Since everyone already explained why column is displaying misaligned output, i'll not explain it again.

Instead i'll show another solution.

For anyone that is interested to having a column-like output but with color codes and ANSI escape sequences, i made a version that has the same syntax as column (for the supported flags) and it renders the output as expected.

I found various solutions online, but they all used Bash for looping, which is very slow compared to Perl, which i used.
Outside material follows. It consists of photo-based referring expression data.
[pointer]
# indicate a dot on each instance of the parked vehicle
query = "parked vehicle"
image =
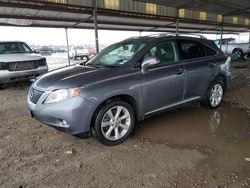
(45, 50)
(18, 62)
(59, 50)
(78, 52)
(128, 82)
(236, 50)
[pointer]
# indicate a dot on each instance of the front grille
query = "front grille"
(34, 95)
(23, 65)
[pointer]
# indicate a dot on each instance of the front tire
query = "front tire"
(114, 122)
(214, 94)
(239, 53)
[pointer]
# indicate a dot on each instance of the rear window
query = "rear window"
(190, 49)
(209, 51)
(14, 47)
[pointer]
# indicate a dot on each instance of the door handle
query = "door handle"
(211, 65)
(179, 71)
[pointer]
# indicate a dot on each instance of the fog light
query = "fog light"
(64, 124)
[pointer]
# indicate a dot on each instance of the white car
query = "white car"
(19, 62)
(78, 52)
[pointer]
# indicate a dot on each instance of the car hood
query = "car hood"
(72, 76)
(19, 57)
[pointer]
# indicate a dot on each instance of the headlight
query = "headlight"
(62, 94)
(3, 66)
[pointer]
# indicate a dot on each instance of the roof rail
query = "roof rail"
(182, 34)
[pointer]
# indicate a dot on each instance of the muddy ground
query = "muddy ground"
(187, 147)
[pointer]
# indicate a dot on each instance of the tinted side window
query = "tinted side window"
(164, 51)
(209, 51)
(190, 49)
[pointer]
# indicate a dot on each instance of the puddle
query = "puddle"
(196, 125)
(225, 131)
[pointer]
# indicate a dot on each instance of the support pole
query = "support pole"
(177, 26)
(96, 27)
(221, 32)
(67, 40)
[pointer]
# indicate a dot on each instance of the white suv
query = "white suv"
(19, 62)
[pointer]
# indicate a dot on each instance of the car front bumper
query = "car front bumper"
(72, 115)
(14, 76)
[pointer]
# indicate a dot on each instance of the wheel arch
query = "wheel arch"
(224, 80)
(125, 97)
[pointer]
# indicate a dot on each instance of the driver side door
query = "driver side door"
(163, 84)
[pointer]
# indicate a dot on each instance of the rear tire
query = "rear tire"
(215, 94)
(114, 122)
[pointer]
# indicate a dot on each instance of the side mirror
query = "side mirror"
(148, 63)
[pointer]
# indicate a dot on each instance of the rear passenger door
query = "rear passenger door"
(163, 85)
(198, 67)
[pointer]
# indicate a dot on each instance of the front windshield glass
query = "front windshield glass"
(117, 54)
(14, 47)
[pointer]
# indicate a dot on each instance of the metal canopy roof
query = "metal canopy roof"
(223, 7)
(194, 16)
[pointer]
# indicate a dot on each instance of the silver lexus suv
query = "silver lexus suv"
(128, 82)
(18, 62)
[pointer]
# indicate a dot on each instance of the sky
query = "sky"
(52, 36)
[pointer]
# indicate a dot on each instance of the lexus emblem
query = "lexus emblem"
(31, 93)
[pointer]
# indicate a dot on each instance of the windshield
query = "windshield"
(14, 47)
(117, 54)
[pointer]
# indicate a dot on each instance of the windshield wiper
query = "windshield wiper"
(102, 65)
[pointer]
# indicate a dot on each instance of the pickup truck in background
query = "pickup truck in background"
(235, 50)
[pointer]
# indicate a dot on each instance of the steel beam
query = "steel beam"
(67, 41)
(221, 32)
(96, 27)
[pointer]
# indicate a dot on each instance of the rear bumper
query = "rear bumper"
(14, 76)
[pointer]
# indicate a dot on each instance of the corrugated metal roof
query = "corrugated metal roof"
(130, 15)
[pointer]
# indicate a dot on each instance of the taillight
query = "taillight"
(42, 62)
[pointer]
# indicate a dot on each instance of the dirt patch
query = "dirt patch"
(188, 147)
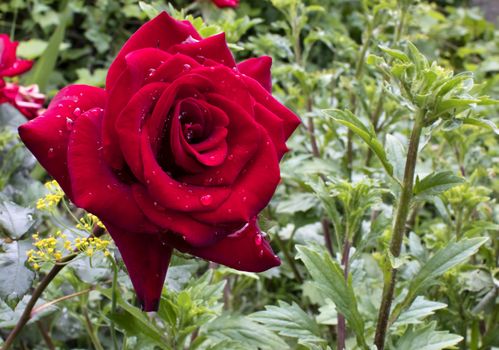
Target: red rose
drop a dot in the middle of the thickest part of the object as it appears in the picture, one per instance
(226, 3)
(10, 65)
(181, 150)
(27, 99)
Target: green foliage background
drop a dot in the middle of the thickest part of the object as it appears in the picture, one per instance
(349, 70)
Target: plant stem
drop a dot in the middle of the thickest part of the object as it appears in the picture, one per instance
(341, 318)
(399, 229)
(113, 302)
(288, 257)
(26, 315)
(45, 335)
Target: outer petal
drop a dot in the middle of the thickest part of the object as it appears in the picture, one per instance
(47, 136)
(245, 250)
(96, 187)
(213, 48)
(162, 32)
(258, 68)
(146, 257)
(290, 120)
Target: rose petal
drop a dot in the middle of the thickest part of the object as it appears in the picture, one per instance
(274, 126)
(146, 257)
(139, 65)
(96, 188)
(245, 250)
(161, 32)
(173, 194)
(47, 136)
(290, 120)
(258, 68)
(131, 121)
(252, 190)
(193, 232)
(213, 48)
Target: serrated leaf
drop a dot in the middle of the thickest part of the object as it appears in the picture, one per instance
(427, 338)
(483, 123)
(448, 257)
(289, 320)
(15, 277)
(366, 133)
(16, 220)
(134, 322)
(436, 183)
(298, 202)
(395, 54)
(241, 330)
(395, 152)
(419, 309)
(328, 278)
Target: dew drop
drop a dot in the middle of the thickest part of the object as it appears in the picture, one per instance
(258, 239)
(206, 199)
(69, 124)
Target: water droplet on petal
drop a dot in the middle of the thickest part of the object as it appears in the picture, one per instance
(206, 199)
(258, 239)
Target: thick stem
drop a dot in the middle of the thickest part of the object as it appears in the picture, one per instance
(26, 315)
(45, 335)
(399, 229)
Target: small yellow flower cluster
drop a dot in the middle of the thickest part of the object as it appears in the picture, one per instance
(88, 222)
(51, 249)
(91, 245)
(47, 249)
(52, 198)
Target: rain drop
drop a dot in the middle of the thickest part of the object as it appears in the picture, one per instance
(206, 199)
(258, 239)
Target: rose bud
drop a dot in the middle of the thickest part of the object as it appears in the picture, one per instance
(180, 151)
(10, 65)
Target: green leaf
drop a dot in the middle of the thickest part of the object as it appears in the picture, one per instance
(395, 152)
(436, 183)
(427, 338)
(289, 320)
(16, 220)
(241, 330)
(15, 277)
(298, 202)
(419, 309)
(349, 120)
(453, 254)
(483, 123)
(42, 71)
(328, 278)
(395, 54)
(135, 322)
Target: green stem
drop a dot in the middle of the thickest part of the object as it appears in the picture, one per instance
(399, 229)
(113, 302)
(26, 315)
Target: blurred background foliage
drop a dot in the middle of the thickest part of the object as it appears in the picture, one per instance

You can find the script here.

It can be executed directly (./column_ansi.sh [--options]) or sourced (source ./column_ansi.sh, in which case the command will be available as column_ansi)

3
  • Hi @Luke. Good to know. Interesting, your script, and I really love to see someone that still use Perl today. PERL ROCKS! :-)
    – Antonio
    Commented Mar 9, 2022 at 9:48
  • 1
    Thank you @Antonio. I felt like i needed to share this info with everyone was having the same trouble... That's why i made that repo. The original code was written in pure bash (very very slow) by another SO user (i referenced him in the repo). After rewriting the code in perl it was hundreds time faster then the original. I then added for myself several other CLI options and an help. Since it was a drastic change i posted it as a separate answer and uploaded the code to GH to make it available for everyone. Perl is super good and i use it quite often.Happy to know you liked this answer :D Commented Mar 10, 2022 at 3:59
  • My journey has been: bash -> awk -> Perl Perl is very powerful to manage text (and not only text!). Sometime I tried to approach Python, there's a lot of libraries, code, people that can help, but I don't feel comfortable with it.